There is a growing movement in government and public policy towards transparency. Data associated with trade, traffic, education and crime is being made available to anyone and everyone who wants to use it. The problem is, the data is exactly that: data. Spreadsheets, databases, flat files of numbers and many other data formats are being pushed into the public view as a mechanism to support transparency.

Of course, unless you are amongst the data savvy, making sense of large data files comes at a great cost in time and resources. Having access to all of the traffic and accident data for the country doesn’t help you understand how safe your neighborhood is for drivers. Getting the download of all of the census data from 2010 doesn’t tell you how your city is changing. And, downloading all of the data about schools and the opportunities that they provide doesn’t give you a lot of help in understanding the schools in your district, nor does it offer the bigger picture trends that speak to the condition of education nationally.

Data in its undigested form is rarely useful; we need the stories and insight the data provides. Simply put, we need to go beyond data transparency and get to insight transparency.

Open government data initiatives are to be applauded for embracing a spirit of transparency and accountability.

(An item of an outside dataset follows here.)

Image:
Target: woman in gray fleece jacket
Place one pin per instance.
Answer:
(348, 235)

However, without the ability to quickly and accurately report the findings contained within those datasets, these initiatives are of little value.

ProPublica has been addressing this problem by taking existing public policy and government data and transforming it into compelling stories and applications. Using the data to produce national stories based on analysis of the data and specific data inspection applications, ProPublica has been working to make the data that you care about more accessible when you need it.

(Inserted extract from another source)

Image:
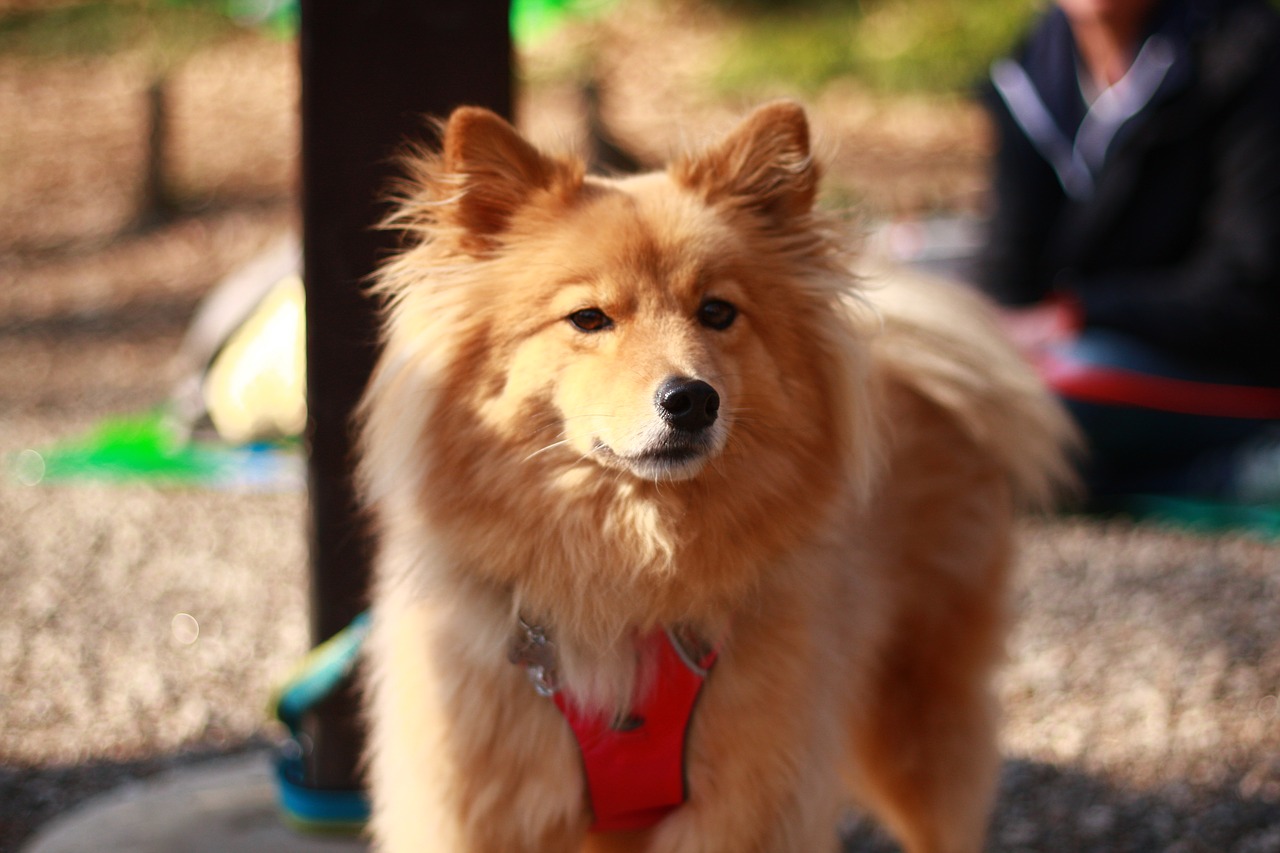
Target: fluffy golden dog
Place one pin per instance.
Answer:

ProPublica is one of the few organizations of its kind that cares about both storytelling and data interpretation. With this in mind, we partnered with ProPublica to transform some of their data into stories. In particular, we have been working with data related to high schools, the educational opportunities that each provides and the overall economic state of their student body. Using ProPublica’s core data, Quill is producing stories that focus on the educational opportunities at a school, where there are gaps and the conditions that are correlated with them, and how those opportunities compare within the school’s district and state.

Producing tens of the thousands of stories, Quill has written an entire nation of school stories that are relevant to students, teachers, parents and policymakers, no matter what school or district is of interest to them. Directed by both the data and the editorial and analytic guidance of ProPublica, Quill has automatically generated clear, concise narrative descriptions of the educational opportunities (and gaps in those opportunities) for every high school in the country.

A parent interested in the schools available to their own children can now read about those schools and see how they stack up to others in the area, others in the state, or others across the country. These stories go beyond the data to a level of insight that makes them both highly informative and strikingly relevant.

We see this work as a great expression of how automated storytelling can transform the often-difficult world of data into a plainspoken world of insight. We are looking forward to putting Quill to work on other public data sources to achieve the goal of information transparency that we believe is long overdue.